Now let’s take a look at what’s inside these files. Type the following command:

zcat yourfile.fq.gz | less -S

The zcat command is used to unzip the file (note it ends with .gz), and less allows you to view it. Here we add -S to chop off long lines. Otherwise it wraps around and becomes messy. Try scrolling right and down, using the arrow keys. To quit less type q. If you’d like to see the messy format, with long lines wrapping, try using head -n 20 instead of the less command. head shows the first part of the file, and -n 20 tells it to show the first 20 lines.

Now to the actual data. Each sequenced read is spread over four lines, one of which contains sequence and another the quality scores stored as ASCII characters. The other two lines are used as headers to store information about the read. It’ll look something like this: fastq.gz

The first is the name of the read, with information about its location on the plate, or in this case the identifier from NCBI, where the data were downloaded from. The second line contains the sequence data. The third line is unused (identified with +). And the fourth line is the quality scores for the base calls. The FASTQ wikipedia page has a good figure depicting the logic behind how quality scores are encoded.

FastQC for quality control

The first step is to inspect your raw data to estimate overall quality. Scrolling through the data with less is obviously not going to work for this. So, we’ll use a software called FastQC to help us visualize overall data quality for each of our files. You can then attempt to improve your dataset by identifying and removing samples with failed sequencing.

Let’s start the run now. First go out of the input_files folder by typing cd .. and then make an output folder, where you will store the results in. Use mkdir to do this.
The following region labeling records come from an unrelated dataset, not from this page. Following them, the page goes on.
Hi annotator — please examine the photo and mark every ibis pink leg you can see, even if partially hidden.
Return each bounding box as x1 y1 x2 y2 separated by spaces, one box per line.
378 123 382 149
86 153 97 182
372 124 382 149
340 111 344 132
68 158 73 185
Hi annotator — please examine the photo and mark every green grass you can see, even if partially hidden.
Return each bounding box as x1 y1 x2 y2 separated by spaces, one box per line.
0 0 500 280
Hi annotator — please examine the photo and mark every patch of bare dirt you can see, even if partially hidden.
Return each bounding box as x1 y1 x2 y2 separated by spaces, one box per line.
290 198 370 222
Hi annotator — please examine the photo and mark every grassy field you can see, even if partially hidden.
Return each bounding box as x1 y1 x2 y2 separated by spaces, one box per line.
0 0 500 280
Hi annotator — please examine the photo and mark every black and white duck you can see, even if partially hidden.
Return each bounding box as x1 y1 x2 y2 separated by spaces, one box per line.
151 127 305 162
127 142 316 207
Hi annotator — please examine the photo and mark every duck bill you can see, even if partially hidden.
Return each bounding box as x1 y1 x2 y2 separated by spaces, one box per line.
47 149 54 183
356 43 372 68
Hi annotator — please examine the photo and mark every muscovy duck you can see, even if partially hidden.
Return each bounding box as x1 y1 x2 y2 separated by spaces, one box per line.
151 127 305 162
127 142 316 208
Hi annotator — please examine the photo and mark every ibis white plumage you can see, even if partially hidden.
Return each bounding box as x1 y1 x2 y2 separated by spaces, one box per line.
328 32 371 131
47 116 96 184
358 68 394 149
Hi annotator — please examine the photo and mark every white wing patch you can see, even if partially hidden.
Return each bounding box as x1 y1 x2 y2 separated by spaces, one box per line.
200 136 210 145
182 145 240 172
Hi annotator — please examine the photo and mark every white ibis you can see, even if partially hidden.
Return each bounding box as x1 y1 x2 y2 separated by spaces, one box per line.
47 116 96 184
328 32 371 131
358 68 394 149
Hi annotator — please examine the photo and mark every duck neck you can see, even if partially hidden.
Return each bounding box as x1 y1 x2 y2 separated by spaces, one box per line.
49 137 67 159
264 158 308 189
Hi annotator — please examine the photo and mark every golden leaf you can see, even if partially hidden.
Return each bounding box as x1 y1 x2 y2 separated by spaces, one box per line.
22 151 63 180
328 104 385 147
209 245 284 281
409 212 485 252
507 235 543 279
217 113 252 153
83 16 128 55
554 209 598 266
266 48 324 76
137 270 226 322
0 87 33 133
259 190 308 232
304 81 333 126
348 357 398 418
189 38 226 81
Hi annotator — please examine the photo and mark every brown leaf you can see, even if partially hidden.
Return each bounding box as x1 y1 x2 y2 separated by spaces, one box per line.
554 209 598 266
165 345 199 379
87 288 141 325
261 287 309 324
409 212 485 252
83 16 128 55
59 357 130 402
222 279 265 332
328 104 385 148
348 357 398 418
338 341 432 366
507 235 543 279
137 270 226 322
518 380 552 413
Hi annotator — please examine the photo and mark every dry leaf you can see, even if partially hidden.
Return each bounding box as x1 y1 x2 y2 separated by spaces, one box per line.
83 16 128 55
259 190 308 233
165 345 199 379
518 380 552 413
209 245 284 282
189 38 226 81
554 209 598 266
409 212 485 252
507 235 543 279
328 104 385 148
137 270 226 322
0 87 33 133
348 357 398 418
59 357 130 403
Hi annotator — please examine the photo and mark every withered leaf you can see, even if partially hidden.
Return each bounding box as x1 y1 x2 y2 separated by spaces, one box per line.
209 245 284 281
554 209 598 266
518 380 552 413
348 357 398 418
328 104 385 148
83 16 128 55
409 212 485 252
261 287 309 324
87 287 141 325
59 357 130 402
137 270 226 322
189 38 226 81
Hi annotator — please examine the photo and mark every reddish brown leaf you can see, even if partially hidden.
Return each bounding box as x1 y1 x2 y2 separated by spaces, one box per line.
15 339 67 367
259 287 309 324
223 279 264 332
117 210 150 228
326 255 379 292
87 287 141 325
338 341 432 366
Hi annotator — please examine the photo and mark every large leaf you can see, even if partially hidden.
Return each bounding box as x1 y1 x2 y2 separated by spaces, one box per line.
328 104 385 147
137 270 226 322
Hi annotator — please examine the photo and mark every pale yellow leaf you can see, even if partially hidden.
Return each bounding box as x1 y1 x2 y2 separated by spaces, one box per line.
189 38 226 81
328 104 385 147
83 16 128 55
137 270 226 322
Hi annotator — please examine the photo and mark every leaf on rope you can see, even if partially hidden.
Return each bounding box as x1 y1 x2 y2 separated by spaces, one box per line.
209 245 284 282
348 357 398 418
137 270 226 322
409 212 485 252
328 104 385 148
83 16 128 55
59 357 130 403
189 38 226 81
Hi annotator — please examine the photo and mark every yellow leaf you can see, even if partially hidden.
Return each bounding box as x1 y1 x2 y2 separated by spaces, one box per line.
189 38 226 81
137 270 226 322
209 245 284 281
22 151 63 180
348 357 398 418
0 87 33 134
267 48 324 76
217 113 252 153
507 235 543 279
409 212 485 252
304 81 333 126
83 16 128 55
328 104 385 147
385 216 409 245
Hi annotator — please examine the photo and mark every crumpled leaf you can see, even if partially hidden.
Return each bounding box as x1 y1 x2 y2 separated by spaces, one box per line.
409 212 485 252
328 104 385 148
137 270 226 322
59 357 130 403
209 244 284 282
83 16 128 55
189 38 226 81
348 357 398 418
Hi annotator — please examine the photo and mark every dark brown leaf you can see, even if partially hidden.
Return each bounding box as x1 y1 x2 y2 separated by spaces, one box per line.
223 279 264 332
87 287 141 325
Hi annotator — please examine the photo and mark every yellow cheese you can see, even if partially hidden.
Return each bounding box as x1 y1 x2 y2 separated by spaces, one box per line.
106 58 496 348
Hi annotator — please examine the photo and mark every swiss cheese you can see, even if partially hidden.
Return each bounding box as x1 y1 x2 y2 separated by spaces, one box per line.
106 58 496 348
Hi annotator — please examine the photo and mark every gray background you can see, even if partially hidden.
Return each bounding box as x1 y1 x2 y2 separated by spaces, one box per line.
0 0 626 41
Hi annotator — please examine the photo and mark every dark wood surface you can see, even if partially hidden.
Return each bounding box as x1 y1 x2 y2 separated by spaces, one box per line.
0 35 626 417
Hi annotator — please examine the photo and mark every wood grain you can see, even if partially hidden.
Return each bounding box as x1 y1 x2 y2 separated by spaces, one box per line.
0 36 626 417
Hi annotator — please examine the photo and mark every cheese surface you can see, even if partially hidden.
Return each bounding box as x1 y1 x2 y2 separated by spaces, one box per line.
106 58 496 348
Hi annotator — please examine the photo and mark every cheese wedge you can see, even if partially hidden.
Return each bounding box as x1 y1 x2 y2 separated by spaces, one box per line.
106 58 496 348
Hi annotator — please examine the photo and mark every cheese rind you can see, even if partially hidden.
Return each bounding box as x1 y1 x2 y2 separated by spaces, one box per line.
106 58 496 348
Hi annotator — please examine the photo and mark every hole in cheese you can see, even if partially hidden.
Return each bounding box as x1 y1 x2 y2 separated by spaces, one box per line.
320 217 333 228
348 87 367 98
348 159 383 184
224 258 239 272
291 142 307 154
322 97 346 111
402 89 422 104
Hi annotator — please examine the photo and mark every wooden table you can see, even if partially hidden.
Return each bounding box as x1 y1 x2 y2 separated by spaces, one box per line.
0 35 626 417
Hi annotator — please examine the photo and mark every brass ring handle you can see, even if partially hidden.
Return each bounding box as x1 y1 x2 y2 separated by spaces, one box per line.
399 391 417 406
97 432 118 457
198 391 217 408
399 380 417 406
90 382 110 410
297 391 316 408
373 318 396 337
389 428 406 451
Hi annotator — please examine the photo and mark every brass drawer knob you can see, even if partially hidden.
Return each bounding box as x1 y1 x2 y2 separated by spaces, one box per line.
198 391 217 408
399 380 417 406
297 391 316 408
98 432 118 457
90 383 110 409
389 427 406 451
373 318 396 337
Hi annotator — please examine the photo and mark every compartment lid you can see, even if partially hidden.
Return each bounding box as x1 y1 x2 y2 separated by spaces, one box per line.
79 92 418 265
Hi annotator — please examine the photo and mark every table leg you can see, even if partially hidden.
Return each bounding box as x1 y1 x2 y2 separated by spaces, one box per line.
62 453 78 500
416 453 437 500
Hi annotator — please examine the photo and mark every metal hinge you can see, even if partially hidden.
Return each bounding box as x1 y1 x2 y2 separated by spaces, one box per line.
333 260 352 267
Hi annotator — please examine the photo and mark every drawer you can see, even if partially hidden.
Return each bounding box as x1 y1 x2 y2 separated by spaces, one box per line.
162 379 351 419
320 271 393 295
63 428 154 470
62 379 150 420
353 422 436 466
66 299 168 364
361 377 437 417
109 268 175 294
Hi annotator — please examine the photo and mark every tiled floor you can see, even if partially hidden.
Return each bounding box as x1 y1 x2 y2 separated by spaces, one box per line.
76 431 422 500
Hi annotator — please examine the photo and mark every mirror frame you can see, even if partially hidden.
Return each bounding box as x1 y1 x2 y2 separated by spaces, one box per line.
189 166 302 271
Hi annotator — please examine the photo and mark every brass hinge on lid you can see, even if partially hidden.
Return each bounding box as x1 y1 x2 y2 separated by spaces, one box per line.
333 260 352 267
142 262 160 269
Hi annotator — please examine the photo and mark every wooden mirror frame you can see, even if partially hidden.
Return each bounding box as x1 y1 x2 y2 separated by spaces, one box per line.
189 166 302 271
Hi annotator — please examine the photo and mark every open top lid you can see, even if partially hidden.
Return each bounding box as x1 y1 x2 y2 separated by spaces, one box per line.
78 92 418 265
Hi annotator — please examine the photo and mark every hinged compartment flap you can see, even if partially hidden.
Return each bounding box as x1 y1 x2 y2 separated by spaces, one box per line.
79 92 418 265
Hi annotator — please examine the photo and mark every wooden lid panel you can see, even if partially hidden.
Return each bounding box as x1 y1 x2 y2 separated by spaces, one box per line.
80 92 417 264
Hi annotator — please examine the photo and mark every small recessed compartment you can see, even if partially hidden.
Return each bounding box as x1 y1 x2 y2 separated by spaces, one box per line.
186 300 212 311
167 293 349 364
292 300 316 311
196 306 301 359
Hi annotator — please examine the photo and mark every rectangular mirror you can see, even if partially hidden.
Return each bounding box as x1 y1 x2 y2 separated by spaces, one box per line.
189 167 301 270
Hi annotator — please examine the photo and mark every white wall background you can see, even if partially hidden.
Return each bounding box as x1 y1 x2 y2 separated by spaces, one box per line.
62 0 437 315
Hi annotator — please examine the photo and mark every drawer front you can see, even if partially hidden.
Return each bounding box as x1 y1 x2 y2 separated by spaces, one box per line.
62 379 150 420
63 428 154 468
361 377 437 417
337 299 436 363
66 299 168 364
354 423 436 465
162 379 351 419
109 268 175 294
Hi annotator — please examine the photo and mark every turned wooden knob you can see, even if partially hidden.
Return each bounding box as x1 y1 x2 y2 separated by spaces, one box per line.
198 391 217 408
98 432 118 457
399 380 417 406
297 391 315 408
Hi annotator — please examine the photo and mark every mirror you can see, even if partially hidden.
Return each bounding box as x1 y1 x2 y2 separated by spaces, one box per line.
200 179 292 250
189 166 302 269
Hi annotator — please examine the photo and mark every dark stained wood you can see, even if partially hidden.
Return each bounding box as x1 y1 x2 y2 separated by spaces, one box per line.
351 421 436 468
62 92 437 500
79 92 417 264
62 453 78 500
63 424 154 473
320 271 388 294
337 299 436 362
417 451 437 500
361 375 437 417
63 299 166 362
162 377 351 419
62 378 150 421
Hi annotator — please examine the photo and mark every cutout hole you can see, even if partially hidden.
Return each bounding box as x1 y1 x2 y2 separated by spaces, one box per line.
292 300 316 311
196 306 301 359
Then run the fastqc command, and direct it to your newly created output folder by using -o.

/softwares/FastQC/fastqc input_files/* -o output_files/

On the screen, you’ll see the progress of your FastQC run. fastqc_progress

Note: we use , which is a wildcard. It means *any file in the directory input_files/. You can use wildcards also more specifically, for example *.fq.gz, which means all fq.gz files. Or *R1*, which is all files with R1 anywhere in their name, which comes in handy if you only want to process forward reads, for example.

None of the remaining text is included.